Mr. McGuigan sat outside his client’s property as law enforcement officers executed the search, which he told the Monitor included about 20 agents and nine trucks involved in "digging around the property."

While the details of the search warrant remain undisclosed – and will likely remain so unless Mr. Gentile is charged, says McGuigan – the scale of the effort indicates another attempt to solve the biggest art theft in US history.

Gentile, currently being held without bail on federal weapons charges, is accused of selling a firearm to a convicted killer.

Last year, Gentile was recorded telling an undercover FBI agent that he had access to two of the stolen paintings and was able to sell them for $500,000 apiece.

Moreover, in a 2012 search of Gentile’s property, Reuters reports, federal agents “turned up a handwritten list of the stolen art, its estimated value, and police uniforms.”

This last ties in with a key detail of the infamous crime.

At 1:24 a.m. on March 18, 1990, two men dressed as Boston police officers approached the museum’s entrance and told the security guard they were responding to calls about a disturbance.
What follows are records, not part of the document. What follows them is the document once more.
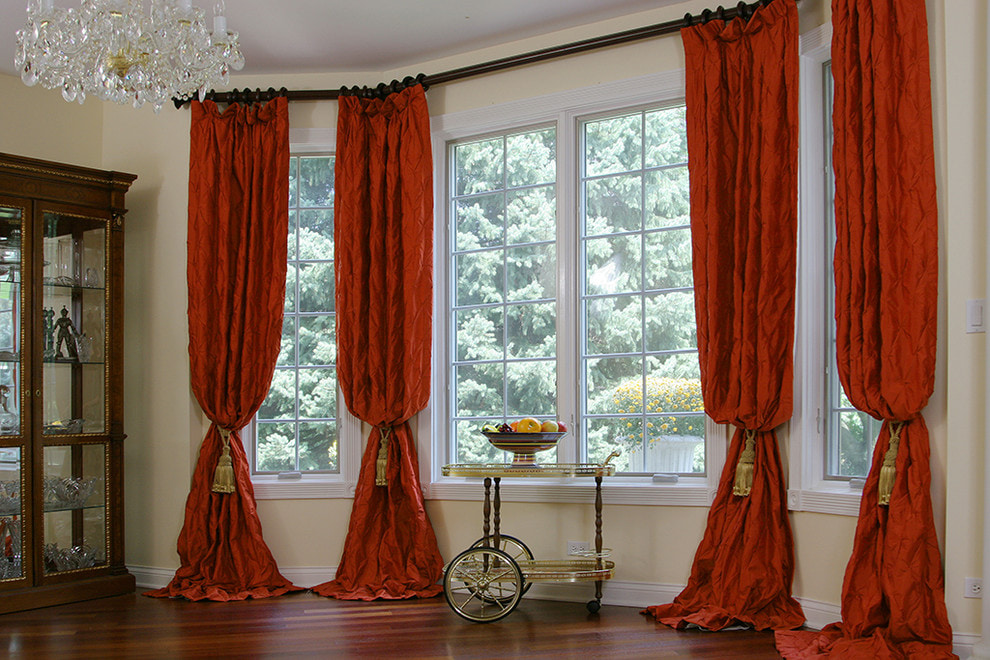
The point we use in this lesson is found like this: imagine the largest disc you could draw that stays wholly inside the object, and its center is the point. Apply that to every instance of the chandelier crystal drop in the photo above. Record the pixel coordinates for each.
(113, 50)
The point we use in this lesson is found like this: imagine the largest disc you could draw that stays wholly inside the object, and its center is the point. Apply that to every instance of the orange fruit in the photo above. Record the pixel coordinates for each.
(528, 425)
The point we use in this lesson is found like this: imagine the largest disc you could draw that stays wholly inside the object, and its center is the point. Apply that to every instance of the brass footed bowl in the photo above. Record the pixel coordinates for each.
(524, 445)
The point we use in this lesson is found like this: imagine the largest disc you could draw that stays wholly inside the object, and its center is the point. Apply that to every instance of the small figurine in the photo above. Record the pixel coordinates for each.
(48, 315)
(66, 332)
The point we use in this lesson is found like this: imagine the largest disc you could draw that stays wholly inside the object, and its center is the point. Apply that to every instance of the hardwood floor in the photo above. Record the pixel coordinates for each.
(305, 625)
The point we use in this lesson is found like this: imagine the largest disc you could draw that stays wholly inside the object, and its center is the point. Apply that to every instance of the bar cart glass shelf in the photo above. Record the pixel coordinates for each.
(486, 582)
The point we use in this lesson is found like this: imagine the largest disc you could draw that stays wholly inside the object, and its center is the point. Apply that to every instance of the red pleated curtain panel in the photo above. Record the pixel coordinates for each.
(742, 129)
(238, 227)
(383, 252)
(886, 281)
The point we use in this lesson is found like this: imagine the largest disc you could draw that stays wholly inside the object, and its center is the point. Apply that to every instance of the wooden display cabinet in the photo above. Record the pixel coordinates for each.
(61, 383)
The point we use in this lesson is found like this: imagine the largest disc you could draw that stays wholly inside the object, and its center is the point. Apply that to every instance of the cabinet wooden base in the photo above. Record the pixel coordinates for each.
(68, 592)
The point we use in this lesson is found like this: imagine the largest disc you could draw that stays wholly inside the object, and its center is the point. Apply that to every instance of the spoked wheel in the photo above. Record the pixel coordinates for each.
(511, 546)
(483, 584)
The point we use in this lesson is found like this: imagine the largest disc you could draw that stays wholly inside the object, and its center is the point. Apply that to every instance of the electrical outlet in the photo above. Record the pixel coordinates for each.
(578, 547)
(973, 588)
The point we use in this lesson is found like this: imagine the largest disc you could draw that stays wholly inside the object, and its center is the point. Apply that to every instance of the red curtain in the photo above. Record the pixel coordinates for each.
(238, 224)
(742, 114)
(383, 235)
(886, 280)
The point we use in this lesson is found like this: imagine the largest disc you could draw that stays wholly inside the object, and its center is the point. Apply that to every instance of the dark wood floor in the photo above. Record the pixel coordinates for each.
(305, 625)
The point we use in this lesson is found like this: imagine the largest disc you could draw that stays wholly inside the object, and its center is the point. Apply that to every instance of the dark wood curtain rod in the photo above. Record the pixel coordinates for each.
(742, 9)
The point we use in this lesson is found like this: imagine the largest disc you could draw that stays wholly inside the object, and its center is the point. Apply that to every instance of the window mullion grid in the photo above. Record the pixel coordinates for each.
(505, 279)
(642, 281)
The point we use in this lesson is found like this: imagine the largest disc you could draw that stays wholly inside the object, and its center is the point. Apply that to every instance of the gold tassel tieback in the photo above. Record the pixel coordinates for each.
(888, 471)
(381, 463)
(744, 467)
(223, 477)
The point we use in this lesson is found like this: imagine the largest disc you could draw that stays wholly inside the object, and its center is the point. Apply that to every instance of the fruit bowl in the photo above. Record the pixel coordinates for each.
(524, 445)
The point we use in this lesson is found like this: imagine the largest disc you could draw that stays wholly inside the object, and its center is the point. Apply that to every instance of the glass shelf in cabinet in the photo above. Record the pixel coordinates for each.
(57, 508)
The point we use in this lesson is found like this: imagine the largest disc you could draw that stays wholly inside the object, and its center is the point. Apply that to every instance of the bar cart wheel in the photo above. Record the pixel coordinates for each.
(511, 546)
(483, 584)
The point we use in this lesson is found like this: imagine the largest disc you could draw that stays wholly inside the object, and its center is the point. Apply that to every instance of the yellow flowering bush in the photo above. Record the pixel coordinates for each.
(669, 398)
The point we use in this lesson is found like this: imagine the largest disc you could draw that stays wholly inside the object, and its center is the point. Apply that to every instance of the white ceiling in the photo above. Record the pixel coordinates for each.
(281, 36)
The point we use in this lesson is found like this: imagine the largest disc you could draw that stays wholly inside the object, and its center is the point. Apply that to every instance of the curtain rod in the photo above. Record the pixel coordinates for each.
(742, 9)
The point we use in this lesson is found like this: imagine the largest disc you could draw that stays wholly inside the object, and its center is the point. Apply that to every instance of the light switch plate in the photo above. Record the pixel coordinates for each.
(975, 315)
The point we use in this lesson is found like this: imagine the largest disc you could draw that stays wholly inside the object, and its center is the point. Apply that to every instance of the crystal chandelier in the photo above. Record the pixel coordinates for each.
(112, 50)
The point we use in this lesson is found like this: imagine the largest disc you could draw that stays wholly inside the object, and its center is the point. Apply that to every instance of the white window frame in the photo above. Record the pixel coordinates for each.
(806, 436)
(322, 485)
(564, 110)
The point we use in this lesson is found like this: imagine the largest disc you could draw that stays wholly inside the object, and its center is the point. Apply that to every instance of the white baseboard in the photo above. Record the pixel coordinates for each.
(614, 592)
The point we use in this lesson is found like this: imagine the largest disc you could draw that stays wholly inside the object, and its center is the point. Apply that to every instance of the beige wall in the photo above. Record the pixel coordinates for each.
(652, 544)
(38, 123)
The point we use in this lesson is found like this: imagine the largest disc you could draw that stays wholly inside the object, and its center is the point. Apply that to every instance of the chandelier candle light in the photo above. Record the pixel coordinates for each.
(112, 50)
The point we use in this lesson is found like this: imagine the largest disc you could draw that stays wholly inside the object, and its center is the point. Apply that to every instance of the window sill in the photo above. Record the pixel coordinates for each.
(614, 491)
(836, 500)
(305, 488)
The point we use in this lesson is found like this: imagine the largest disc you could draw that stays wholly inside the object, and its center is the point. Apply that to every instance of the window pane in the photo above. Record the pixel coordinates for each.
(668, 259)
(531, 215)
(281, 400)
(275, 449)
(293, 236)
(504, 310)
(316, 287)
(675, 444)
(666, 139)
(608, 380)
(531, 388)
(480, 334)
(674, 365)
(670, 321)
(531, 158)
(282, 442)
(531, 272)
(532, 330)
(613, 145)
(293, 182)
(470, 446)
(317, 393)
(479, 390)
(667, 199)
(480, 277)
(318, 446)
(613, 264)
(287, 353)
(614, 204)
(478, 166)
(290, 289)
(316, 234)
(614, 325)
(317, 341)
(480, 222)
(607, 434)
(852, 450)
(642, 388)
(315, 182)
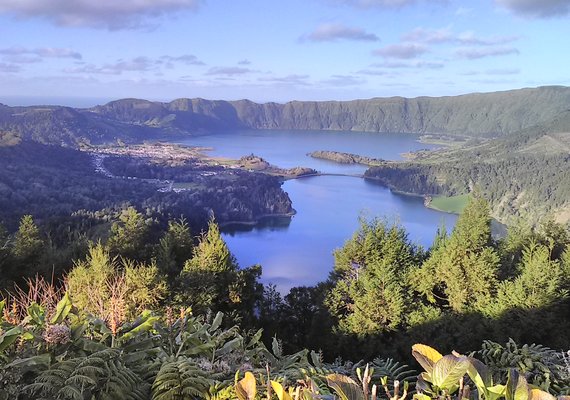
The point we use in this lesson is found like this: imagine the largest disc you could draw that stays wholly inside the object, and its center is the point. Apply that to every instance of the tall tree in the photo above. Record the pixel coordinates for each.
(129, 234)
(211, 279)
(174, 248)
(464, 271)
(369, 293)
(27, 248)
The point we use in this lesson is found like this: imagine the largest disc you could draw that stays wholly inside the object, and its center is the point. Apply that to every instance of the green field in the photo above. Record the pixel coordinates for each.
(452, 204)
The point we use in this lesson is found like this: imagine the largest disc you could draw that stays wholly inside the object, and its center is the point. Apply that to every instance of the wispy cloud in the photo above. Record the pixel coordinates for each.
(228, 71)
(384, 3)
(391, 64)
(10, 68)
(292, 79)
(188, 59)
(445, 35)
(110, 14)
(334, 32)
(344, 80)
(537, 8)
(469, 38)
(41, 52)
(473, 53)
(401, 51)
(138, 64)
(503, 71)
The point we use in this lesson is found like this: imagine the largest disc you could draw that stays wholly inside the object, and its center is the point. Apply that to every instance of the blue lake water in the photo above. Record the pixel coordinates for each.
(299, 250)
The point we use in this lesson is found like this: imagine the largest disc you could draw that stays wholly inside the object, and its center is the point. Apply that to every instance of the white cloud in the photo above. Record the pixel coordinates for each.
(228, 71)
(42, 52)
(334, 32)
(401, 51)
(110, 14)
(537, 8)
(475, 53)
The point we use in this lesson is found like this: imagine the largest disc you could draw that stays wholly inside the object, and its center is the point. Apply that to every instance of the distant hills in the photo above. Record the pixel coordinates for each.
(479, 115)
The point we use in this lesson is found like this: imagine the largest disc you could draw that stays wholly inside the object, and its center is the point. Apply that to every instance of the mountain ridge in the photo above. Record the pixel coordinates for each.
(493, 114)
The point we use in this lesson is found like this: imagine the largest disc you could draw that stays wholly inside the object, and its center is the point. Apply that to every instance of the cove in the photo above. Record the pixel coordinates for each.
(298, 251)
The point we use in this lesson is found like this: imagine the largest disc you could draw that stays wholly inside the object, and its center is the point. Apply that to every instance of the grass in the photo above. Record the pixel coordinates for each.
(452, 204)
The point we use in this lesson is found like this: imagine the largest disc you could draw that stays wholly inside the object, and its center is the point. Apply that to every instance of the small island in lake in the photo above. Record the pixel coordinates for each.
(347, 158)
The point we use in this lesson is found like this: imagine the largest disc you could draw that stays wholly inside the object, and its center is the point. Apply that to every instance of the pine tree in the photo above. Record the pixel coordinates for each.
(128, 235)
(206, 278)
(174, 248)
(464, 271)
(369, 293)
(27, 248)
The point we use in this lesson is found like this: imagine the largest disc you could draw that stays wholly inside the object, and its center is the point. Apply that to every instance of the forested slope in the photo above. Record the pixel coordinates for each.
(485, 114)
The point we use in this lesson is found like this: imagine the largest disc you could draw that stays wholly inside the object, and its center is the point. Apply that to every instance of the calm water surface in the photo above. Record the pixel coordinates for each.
(299, 250)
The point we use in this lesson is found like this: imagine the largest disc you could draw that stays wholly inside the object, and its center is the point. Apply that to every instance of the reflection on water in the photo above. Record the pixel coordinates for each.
(269, 223)
(298, 250)
(328, 208)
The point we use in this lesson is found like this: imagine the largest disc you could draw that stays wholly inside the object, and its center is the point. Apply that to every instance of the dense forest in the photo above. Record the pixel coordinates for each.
(139, 304)
(116, 282)
(52, 181)
(526, 176)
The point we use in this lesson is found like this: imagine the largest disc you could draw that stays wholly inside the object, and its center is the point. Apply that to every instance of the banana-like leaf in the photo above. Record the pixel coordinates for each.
(279, 391)
(217, 321)
(36, 363)
(537, 394)
(9, 337)
(37, 313)
(230, 346)
(448, 370)
(495, 392)
(479, 373)
(517, 387)
(246, 389)
(345, 387)
(62, 309)
(143, 324)
(426, 356)
(2, 305)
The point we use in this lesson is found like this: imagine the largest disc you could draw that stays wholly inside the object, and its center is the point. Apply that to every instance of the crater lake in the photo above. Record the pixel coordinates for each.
(298, 250)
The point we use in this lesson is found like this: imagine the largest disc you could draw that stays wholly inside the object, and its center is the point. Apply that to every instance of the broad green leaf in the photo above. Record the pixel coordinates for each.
(426, 356)
(479, 373)
(36, 363)
(246, 389)
(497, 390)
(230, 346)
(62, 310)
(276, 348)
(217, 321)
(517, 387)
(537, 394)
(346, 388)
(279, 391)
(37, 313)
(9, 337)
(144, 324)
(448, 370)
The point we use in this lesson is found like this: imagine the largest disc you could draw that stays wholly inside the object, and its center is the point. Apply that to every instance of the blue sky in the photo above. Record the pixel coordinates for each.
(83, 52)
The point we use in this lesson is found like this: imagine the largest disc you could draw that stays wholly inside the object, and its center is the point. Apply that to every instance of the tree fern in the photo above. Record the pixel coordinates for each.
(100, 376)
(180, 379)
(540, 365)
Breaking protocol, Rick Abath, a musician moonlighting as a security guard, let them in, paving the way for the subsequent 81-minute heist.

“When people say, 'Well, why is it important?' I say, 'Imagine if you could never hear Beethoven's Seventh Symphony again, ever,’ " said museum director Anne Hawley to CBS News. She said the 13 stolen masterpieces include Vermeers and the only known seascape by Rembrandt.

"It makes me want to weep," said Ms. Hawley. "It's time to bring them back."